Try and Trust eBook

This eBook from the Gutenberg Project consists of approximately 219 pages of information about Try and Trust.

Try and Trust eBook

This eBook from the Gutenberg Project consists of approximately 219 pages of information about Try and Trust.

Herbert saw that this was the favorable moment for escape, and, seizing his hat, dashed out of the house.  He ran across the fields as fast as his limbs could carry him, expecting that he would be pursued.  Before we follow him, we will describe the scene that took place after his flight.

“Let go my hair, Mrs. Bickford!” exclaimed Abner, tugging vainly to break from the housekeeper’s grasp.

“I dare not,” she said.  “I’m afraid you’ll murder me.”

“You are making a fool of yourself,” retorted Abner.  “What should I murder you for?  But I will, if you don’t let go!”

“Hello, who’s talking of murder?” demanded a rough voice.

The speaker was a neighbor, who chanced to be passing, and was led to enter by the uproar, which was plainly audible outside.

“Save me!” exclaimed Mrs. Bickford.  “He’s threatened to murder me.”

“Stop your nonsense, you old fool!” retorted Abner, vexed at the equivocal position in which he was placed.

“What’s all this row about?  Mr. Holden, you ought to be ashamed of yourself for attacking a defenseless woman.”

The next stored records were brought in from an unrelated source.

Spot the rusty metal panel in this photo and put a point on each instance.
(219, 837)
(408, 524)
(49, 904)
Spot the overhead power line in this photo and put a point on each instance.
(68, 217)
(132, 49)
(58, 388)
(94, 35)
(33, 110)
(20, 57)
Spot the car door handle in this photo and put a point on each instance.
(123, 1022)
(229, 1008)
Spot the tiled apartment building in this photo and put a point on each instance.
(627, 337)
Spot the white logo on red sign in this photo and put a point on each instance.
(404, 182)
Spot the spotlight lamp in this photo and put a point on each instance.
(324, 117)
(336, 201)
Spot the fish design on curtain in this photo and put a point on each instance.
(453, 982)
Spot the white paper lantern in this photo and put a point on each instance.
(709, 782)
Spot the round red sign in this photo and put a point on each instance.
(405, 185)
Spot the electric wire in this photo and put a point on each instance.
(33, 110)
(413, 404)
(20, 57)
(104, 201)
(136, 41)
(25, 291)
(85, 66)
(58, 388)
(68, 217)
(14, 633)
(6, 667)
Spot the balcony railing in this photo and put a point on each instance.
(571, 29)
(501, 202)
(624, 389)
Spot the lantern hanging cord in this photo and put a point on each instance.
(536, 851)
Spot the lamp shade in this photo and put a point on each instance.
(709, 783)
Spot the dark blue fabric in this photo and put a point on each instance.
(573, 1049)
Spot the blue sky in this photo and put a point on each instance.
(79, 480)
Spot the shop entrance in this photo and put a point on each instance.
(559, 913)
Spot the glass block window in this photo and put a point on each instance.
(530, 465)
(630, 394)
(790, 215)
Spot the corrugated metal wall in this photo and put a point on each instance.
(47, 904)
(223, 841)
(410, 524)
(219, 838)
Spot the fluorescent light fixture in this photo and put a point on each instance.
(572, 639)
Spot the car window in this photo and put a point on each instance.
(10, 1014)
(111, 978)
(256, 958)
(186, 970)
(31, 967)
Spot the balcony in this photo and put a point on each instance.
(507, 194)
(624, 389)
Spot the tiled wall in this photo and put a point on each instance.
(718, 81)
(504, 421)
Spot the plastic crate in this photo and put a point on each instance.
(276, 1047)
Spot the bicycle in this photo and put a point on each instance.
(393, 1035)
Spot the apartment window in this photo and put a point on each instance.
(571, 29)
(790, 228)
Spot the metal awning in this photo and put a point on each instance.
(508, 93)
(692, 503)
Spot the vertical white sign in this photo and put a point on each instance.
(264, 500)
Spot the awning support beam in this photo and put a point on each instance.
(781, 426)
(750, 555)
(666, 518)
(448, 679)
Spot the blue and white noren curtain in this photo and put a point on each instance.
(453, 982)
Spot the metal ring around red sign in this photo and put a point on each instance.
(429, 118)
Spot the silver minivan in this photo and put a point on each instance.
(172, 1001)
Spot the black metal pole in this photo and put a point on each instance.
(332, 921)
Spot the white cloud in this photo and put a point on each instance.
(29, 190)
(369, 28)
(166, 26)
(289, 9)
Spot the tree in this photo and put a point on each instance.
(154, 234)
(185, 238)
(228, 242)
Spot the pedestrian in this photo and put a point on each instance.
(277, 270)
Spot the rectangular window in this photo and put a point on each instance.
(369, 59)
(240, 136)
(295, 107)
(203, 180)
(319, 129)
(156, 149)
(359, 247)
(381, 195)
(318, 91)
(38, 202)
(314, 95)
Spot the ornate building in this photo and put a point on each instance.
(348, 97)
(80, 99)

“I didn’t intend to,” said Abner, sullenly.  “She got in my way, and I stumbled over her; and then she seized me by the hair.”

“What were you going to do with that broom?” demanded the other, suspiciously.

“What was I going to do?  I was going to thrash that rascally boy of mine, and Mrs. Bickford knew it perfectly well.”

“What has he done?”

“He?  He’s spoiled a trade of mine by his lying, and I was going to flog him for it, when Mrs. Bickford got in my way.”

“Well, said the visitor, shrugging his shoulders, “I don’t want to interfere in your affairs.  I suppose that you’ve a right to flog the boy. but it strikes me that a broom handle is rather an ugly weapon.”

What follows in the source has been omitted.